AWS open source posts
AWS Graviton2 and Docker
Creating multi-architecture Docker images to support Graviton2 using AWS CodeBuild and AWS CodePipeline Tyler Lynch provides a clear path for customers who are evaluating and adopting Graviton2 instance types for performance improvements and cost-optimisation by performing native builds for each architecture, instead of attempting to cross-compile on homogenous hardware. This post will show you how to build a CI/CD pipeline using AWS CodePipeline and AWS CodeBuild that can build multi-architecture Docker images in parallel to aid you in evaluating and migrating to Graviton2.
etcd gets ready to graduate Gyuho Lee shares in this post how the CNCF project etcd has now moved from incubating to graduated.

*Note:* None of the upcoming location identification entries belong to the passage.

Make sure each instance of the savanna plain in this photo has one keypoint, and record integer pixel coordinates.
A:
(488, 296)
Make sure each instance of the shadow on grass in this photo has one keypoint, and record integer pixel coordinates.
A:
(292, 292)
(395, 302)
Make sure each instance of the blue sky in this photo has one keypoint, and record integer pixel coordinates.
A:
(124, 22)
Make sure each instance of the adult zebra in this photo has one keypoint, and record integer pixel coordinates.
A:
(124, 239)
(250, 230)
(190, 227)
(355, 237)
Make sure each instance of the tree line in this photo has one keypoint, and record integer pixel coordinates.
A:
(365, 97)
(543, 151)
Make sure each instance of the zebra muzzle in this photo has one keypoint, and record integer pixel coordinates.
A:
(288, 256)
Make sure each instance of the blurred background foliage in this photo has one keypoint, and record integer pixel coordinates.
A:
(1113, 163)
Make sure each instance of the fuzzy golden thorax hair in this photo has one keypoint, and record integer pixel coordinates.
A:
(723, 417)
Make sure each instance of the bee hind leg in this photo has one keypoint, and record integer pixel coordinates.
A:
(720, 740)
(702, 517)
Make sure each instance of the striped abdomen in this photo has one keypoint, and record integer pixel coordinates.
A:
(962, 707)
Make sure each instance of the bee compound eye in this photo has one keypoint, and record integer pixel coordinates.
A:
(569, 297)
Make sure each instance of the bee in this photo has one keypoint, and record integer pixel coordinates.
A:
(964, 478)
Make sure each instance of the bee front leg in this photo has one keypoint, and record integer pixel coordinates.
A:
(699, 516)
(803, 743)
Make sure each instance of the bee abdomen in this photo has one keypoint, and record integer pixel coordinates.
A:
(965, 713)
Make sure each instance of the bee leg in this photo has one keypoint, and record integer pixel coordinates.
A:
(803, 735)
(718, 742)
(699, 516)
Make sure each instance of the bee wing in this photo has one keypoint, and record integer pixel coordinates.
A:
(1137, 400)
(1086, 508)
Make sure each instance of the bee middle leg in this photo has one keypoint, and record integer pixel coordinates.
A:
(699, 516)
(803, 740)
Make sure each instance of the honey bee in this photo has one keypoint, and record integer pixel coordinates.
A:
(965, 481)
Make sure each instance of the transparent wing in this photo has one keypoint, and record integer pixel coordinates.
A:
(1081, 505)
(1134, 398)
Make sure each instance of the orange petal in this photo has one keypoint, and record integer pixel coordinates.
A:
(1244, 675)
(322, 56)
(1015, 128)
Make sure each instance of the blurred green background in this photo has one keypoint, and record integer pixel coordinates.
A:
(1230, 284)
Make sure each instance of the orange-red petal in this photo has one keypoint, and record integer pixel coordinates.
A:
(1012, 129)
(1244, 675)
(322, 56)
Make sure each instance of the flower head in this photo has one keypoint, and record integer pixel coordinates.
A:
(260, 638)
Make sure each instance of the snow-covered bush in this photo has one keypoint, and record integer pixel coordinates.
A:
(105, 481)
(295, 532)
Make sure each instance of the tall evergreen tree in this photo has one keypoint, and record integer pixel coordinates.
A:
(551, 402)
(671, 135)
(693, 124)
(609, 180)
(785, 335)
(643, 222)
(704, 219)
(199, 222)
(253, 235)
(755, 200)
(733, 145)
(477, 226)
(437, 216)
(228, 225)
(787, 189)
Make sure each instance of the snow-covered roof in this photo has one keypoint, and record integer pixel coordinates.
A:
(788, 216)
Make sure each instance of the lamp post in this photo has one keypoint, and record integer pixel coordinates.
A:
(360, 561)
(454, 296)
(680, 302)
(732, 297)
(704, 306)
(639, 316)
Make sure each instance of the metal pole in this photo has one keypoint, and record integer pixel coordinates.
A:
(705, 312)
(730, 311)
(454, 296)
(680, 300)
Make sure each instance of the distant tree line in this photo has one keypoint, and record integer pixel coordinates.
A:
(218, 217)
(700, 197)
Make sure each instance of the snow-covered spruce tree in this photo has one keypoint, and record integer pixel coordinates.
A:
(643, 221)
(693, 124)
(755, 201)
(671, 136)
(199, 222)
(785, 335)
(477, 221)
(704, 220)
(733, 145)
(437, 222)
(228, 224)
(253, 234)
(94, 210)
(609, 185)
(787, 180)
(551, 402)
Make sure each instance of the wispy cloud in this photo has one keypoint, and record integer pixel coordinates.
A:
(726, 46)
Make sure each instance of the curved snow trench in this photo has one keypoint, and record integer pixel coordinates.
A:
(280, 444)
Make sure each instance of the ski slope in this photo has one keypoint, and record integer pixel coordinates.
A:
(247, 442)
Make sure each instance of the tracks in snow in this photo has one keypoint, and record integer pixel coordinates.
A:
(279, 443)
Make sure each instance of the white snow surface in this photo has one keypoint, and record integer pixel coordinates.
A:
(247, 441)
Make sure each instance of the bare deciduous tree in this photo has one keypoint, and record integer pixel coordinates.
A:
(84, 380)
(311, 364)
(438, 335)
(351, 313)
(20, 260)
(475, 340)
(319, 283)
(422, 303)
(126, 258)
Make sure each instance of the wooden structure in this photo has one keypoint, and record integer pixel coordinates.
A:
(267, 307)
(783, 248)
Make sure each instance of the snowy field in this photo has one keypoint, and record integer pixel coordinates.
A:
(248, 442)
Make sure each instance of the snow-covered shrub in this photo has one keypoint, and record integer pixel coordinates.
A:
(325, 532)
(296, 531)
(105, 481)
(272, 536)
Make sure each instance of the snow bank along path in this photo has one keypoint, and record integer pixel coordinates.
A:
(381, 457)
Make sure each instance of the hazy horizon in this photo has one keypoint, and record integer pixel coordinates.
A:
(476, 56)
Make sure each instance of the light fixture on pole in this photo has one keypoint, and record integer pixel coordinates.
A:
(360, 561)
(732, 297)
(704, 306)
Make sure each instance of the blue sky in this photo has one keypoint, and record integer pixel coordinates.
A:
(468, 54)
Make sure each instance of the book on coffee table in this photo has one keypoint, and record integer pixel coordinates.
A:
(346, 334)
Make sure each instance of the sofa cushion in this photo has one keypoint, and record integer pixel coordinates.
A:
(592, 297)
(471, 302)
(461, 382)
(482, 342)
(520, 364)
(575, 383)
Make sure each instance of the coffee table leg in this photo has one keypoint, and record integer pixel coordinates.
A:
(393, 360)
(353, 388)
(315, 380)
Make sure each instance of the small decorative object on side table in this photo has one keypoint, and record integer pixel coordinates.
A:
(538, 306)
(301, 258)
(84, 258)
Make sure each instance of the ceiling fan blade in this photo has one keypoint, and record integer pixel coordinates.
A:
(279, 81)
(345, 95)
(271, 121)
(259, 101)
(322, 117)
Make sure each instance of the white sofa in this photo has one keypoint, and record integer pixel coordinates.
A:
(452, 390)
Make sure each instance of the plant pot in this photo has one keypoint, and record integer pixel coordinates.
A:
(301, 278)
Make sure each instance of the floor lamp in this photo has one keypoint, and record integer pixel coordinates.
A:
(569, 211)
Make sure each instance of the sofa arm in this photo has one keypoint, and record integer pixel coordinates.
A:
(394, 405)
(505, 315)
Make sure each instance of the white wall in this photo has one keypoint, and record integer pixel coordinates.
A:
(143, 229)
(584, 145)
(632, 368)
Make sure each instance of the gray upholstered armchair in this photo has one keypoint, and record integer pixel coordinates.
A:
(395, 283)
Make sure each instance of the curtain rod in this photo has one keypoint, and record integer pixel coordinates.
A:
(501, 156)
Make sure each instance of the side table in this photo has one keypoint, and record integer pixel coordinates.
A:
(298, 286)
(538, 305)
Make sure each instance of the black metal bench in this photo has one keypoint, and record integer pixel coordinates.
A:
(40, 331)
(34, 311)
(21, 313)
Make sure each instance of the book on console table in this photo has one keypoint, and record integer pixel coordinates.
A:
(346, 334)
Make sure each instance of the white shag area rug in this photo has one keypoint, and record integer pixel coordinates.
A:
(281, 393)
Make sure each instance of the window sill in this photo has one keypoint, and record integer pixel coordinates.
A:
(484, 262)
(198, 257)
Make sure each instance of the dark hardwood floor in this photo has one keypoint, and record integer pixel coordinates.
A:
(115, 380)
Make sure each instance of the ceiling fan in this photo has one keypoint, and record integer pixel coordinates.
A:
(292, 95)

Etcd, is an open source project that provides a distributed key-value store that helps powers projects such as Kubernetes. This post shares a little about what this means as well as talking about how AWS has been contributing to this project and community. Given that it was KubeCon last week, Gyuho also shares a link to a talk where etcd is covered.
The versatility of gRPC, an open source high-performance RPC framework Theo Salvo’s post provides an introduction into gRPC. gRPC is an emerging open source protocol and a successor to HTTP designed to focus around the contract between applications and to let other protocols handle traffic routing. gRPC makes it easy to build functions in code that can be separated by networks, programming languages, and even different types of compute resources. Read on to learn more about gRPC and how it compares to TCP and HTTP.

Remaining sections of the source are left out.